教員の資格を持っているわけではないが、社会人大学や企業、俳優養成所などで、「講義」の形でお喋りをすることが多い。長いものは丸一日かけて、休憩を挟みながらではあるが8時間というものもあり、聞く方の辛さを考えると申し訳ないような気がする。  内容は専門の芝居をはじめ、日本の伝統や文化などあれこれだが、ここ数年の間に感じていたことが最近は確信に変わった。いろいろなことを知っている「フリ」をして教えているような顔をしてはいるものの、実はそのために、聴衆の方々から「教わって」いるのだ。

 同じような内容の演題のリクエストをいただいても場所も相手も毎回違う。また、連続で講義をしている場所では、顔ぶれは同じでも、内容が同じではどうにもならない。毎回、講義の前には、「この話をどう整理すれば分かりやすく聞いてもらえるか」「いつもとは違った角度から切り込めないか」と少しは考える。場合によっては資料を作ることもあれば、素噺の場合もある。  しかし、この時点でまだ見ぬ聴衆の方々を想像しながら、自分の情報を整理し、話題の組み立てを考え、一応の準備をすることになる。もうこの時点で、講義のために自分の頭の中を浚っていることになり、「教える」前に「教わって」いるのだ。

 ああか、こうかと考えてその場に立ち、話を始めると、事前に自分が思うように行った試しはまずない。講演や講義などといった堅苦しいイメージではなく、気楽に芝居の話を聴かせる「話芸」にまで高めることができれば、という無謀な望みはあるが、道はまだ遥かに遠い。

 その一方で、若い世代に「教わる」ことも多くなった。何かの芝居をたまに若い役者と出かけたりする。私には10回目の芝居でも、彼らは初めて眼にする作品だ。私には当たり前のことが新鮮にも映るし、見過ごしていたことにやけに感動したりする。そういう姿に接すると、自分の芝居の観方がこのままで良いのかどうか、と考えるきっかけになる。言うまでもなく、100人の観客がいれば100通りの観方があって当然だ。しかし、長い間芝居を観ていると、「自分の観方」が出来上がってしまう。これは悪いことだとは思わない。特に私のような仕事の場合は、この柱が定まらなければ話にならない。しかし、時折、この柱に刺激を与えてくれるような新しい感覚や、知らないゆえの素朴な疑問が、役に立つ機会がある。

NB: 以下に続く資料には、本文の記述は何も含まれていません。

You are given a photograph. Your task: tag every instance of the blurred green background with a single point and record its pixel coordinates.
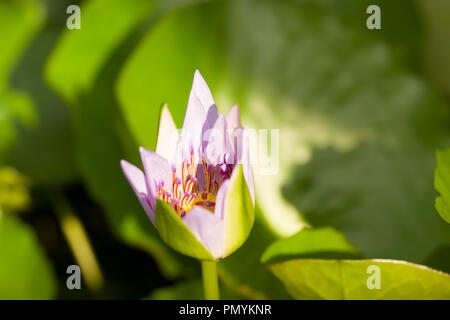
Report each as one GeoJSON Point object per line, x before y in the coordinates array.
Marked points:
{"type": "Point", "coordinates": [361, 114]}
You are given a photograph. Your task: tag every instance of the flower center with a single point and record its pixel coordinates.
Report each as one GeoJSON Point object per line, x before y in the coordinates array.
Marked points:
{"type": "Point", "coordinates": [186, 189]}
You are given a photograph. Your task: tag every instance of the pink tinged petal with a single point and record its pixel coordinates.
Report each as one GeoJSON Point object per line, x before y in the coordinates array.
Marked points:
{"type": "Point", "coordinates": [219, 210]}
{"type": "Point", "coordinates": [157, 169]}
{"type": "Point", "coordinates": [243, 156]}
{"type": "Point", "coordinates": [136, 179]}
{"type": "Point", "coordinates": [233, 118]}
{"type": "Point", "coordinates": [201, 107]}
{"type": "Point", "coordinates": [208, 229]}
{"type": "Point", "coordinates": [167, 135]}
{"type": "Point", "coordinates": [201, 90]}
{"type": "Point", "coordinates": [219, 142]}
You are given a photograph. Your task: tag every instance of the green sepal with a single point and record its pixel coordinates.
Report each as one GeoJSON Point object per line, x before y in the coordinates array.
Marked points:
{"type": "Point", "coordinates": [176, 234]}
{"type": "Point", "coordinates": [238, 212]}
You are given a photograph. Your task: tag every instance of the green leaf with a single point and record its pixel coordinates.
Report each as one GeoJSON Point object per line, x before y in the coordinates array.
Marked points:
{"type": "Point", "coordinates": [19, 20]}
{"type": "Point", "coordinates": [238, 212]}
{"type": "Point", "coordinates": [162, 68]}
{"type": "Point", "coordinates": [176, 234]}
{"type": "Point", "coordinates": [101, 140]}
{"type": "Point", "coordinates": [442, 183]}
{"type": "Point", "coordinates": [348, 279]}
{"type": "Point", "coordinates": [80, 54]}
{"type": "Point", "coordinates": [315, 264]}
{"type": "Point", "coordinates": [317, 243]}
{"type": "Point", "coordinates": [25, 272]}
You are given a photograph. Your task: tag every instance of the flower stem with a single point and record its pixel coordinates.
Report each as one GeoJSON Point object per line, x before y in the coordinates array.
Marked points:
{"type": "Point", "coordinates": [210, 283]}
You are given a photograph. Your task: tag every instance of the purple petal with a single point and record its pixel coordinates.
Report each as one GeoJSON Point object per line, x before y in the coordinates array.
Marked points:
{"type": "Point", "coordinates": [218, 142]}
{"type": "Point", "coordinates": [136, 179]}
{"type": "Point", "coordinates": [167, 135]}
{"type": "Point", "coordinates": [243, 157]}
{"type": "Point", "coordinates": [208, 229]}
{"type": "Point", "coordinates": [201, 90]}
{"type": "Point", "coordinates": [157, 170]}
{"type": "Point", "coordinates": [220, 199]}
{"type": "Point", "coordinates": [201, 109]}
{"type": "Point", "coordinates": [233, 118]}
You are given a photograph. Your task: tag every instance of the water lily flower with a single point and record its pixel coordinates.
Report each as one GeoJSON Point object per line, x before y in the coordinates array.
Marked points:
{"type": "Point", "coordinates": [197, 188]}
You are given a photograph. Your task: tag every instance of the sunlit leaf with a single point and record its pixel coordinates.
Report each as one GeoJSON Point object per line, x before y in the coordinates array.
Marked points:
{"type": "Point", "coordinates": [442, 183]}
{"type": "Point", "coordinates": [322, 264]}
{"type": "Point", "coordinates": [25, 272]}
{"type": "Point", "coordinates": [348, 279]}
{"type": "Point", "coordinates": [318, 243]}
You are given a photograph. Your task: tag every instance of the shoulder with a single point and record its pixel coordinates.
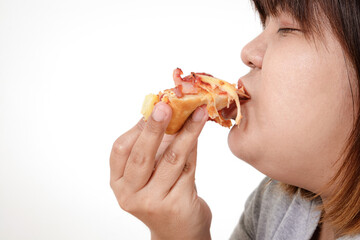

 これは読書でも同じで、20年前に読んだ本を再読して、初めて気付くところや、共感する場所が変わっている場合がある。もちろん、何度読んでも同じところで涙する本もある。劇作家の菊田一夫は「忘却とは忘れ去ることなり」と言った。完全に忘れてはまずいが、時折想い出しては新たな「何か」を見出すことも有用なのだ。

 今年は何を忘れ、何を想い出すのだろうか。